Türkiye's budget recorded a surplus of TL 96.7 billion ($2.34 billion) in August, according to the Treasury and Finance Ministry data released on Monday.
The budget revenues were at TL 1.3 trillion last month, while expenditures totaled TL 1.19 trillion, the data showed.
The primary balance, which excludes interest payments, posted a surplus of TL 276.4 billion in the same period.
Interest payments amounted to TL 179.7 billion in the month.
From January through August, the budget ran a deficit of TL 907.6 billion, with revenues of TL 7.98 trillion and expenditures of TL 8.89 trillion.
Non-interest budget balance posted a surplus of TL 518 billion over the eight-month period.

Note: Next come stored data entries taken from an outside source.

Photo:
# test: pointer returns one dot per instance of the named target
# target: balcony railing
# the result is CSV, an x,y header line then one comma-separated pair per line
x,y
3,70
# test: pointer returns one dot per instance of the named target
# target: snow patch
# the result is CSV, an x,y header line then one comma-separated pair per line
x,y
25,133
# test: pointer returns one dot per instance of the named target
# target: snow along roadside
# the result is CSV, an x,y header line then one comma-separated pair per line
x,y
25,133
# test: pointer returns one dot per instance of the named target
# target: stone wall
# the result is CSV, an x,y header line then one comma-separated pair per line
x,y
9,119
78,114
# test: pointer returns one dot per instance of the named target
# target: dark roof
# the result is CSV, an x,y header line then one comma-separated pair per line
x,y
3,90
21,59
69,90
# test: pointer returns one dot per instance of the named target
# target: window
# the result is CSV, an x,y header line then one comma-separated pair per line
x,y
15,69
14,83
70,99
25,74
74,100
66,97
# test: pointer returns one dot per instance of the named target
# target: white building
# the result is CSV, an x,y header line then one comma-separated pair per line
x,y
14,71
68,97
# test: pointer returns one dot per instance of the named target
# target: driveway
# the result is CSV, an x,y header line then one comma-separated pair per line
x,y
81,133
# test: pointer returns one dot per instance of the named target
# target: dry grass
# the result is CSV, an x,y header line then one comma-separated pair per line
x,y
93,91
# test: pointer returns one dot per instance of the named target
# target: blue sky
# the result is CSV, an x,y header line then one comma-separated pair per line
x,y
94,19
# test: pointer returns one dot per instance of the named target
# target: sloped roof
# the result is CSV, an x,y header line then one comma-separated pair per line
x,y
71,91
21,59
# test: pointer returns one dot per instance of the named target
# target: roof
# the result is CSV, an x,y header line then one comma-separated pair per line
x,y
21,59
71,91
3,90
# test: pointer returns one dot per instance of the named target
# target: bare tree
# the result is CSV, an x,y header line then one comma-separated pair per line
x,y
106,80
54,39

The budget deficit surged to a record TL 2.11 trillion in 2024, driven by high inflation and increases in spending due to election-related expenditures and the aftermath of the devastating February 2023 earthquakes.
The government projects a reduction in the gap to around 3.6% of gross domestic product (GDP) for 2025 from about 4.9% in 2024, according to its newly updated medium-term program.

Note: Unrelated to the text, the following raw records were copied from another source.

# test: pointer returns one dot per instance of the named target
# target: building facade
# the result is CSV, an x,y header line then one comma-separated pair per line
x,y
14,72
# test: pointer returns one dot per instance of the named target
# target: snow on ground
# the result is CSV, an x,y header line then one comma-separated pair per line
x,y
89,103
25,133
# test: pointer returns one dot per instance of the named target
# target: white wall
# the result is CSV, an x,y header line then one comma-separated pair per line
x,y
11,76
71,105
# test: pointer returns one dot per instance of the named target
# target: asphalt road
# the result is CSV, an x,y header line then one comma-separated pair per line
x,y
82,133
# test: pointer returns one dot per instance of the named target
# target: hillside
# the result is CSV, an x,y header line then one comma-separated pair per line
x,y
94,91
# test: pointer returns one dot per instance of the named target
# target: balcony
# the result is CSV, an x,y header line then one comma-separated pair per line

It sees the figure dropping to 3.5% in 2026, 3.1% in 2027 and 2.8% in 2028.
Türkiye maintained a budget gap to GDP ratio of around 1% from 2013 to 2016, supported by low public debt. However, the shortfall steadily expanded, reaching 3.5% of GDP in 2020 and ending 2021 at 2.8%.

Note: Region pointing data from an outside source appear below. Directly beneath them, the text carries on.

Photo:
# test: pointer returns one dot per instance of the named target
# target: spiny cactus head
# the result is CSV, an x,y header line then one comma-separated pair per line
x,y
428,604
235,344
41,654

It came in below 1% in 2022 before escalating quake-related expenditures pushed it to approximately 5.4% of GDP.
In absolute terms, the gap is forecast at TL 2.21 trillion in 2024, before rising to TL 2.71 trillion in 2026, TL 2.74 trillion in 2027 and TL 2.81 trillion in 2028, according to the government's program.
The program also projects a shift to a primary surplus next year, with the primary balance expected to reach TL 500 billion by 2028.